Prematüre bebekler yoğun bakım ile daha iyi tepki verir

Prematüre bebeklerin hayatta kalmasını sağlayan tıptaki gelişmeler belirgindir, ancak bu, bebeklerin nörolojik sekellerde hasar görme riskini göz ardı etmez. Neyse ki, prematüre bebeklerin yeterince gelişmesini sağlamak için çalışmalar devam ediyor ve artan bir umut var.

Harvard Halk Sağlığı Okulu (ABD) tarafından izlenen bir çalışma prematüre doğan 985 çocuğun evrimi ilk 18 yıl boyunca özellikle yaşamın ilk üç yılında eğitim, bilişsel işlev çalışması, girişkenlik, vb..
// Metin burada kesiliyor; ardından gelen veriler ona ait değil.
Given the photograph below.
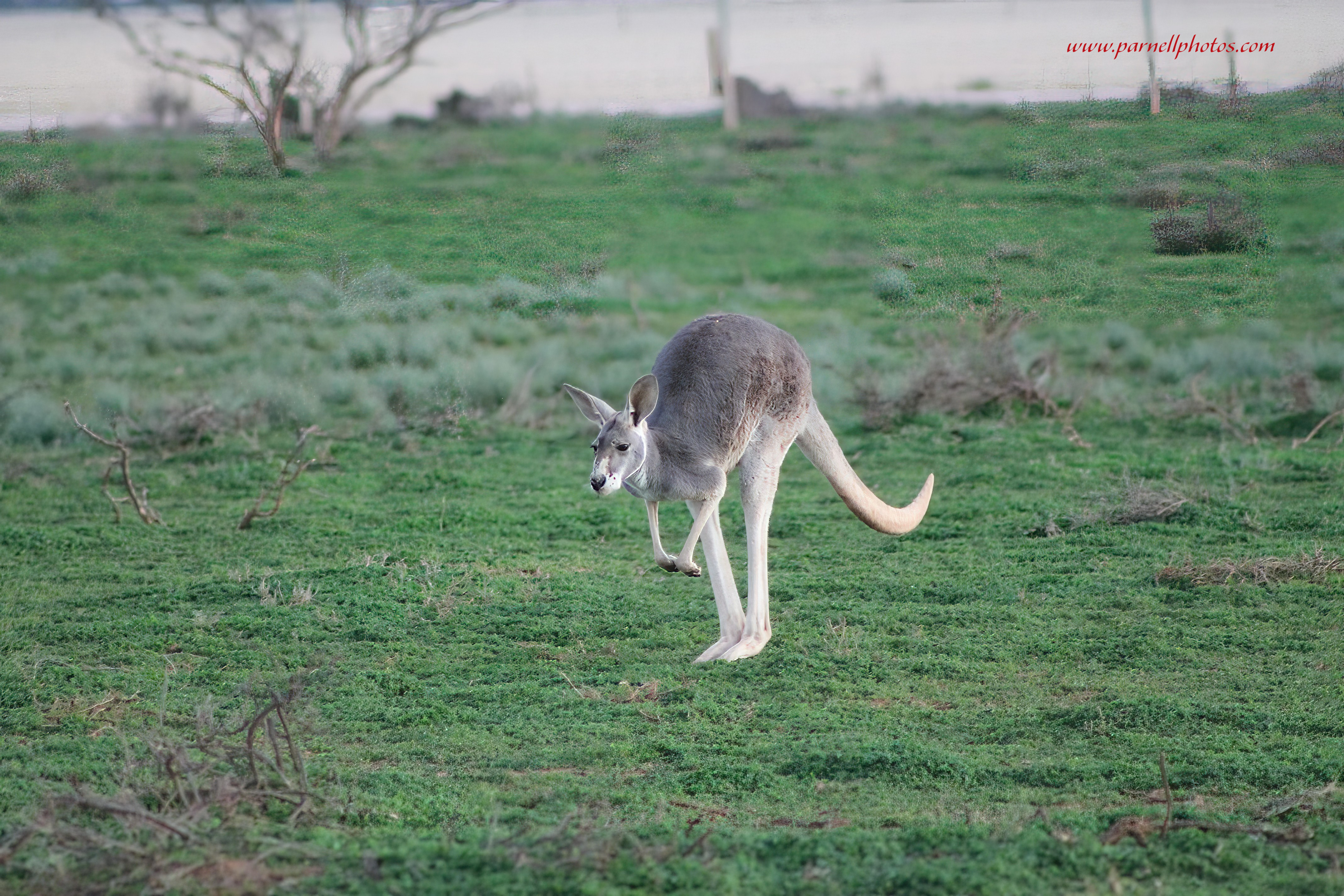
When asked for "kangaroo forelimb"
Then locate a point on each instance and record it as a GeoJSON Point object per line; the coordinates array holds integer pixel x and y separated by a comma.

Sorun şu ki, tüm çocuklar bilişsel performanslarını geliştirmiş olsalar da, daha az kilolu doğanlar için etkili değil çünkü zamanla korunmuyor. Çalışmaya yoğun ilgi 33 haftadan daha az gebeliğe ve 2,5 kilo ağırlığa sahip bebeklere uygulandı, iki grup, 2 kilo ağırlığındaki bebeklerden biri ve 2,001 ve 2,499 bebeklerden biri olmak üzere iki grup oluşturdu. gram. Tüm bebekler, ilk yıl boyunca haftada bir kez uzman tarafından, ardından da üç yıla kadar ayda iki kez ziyaret edildi. Ayrıca, her gün bir gün merkezine gittiler.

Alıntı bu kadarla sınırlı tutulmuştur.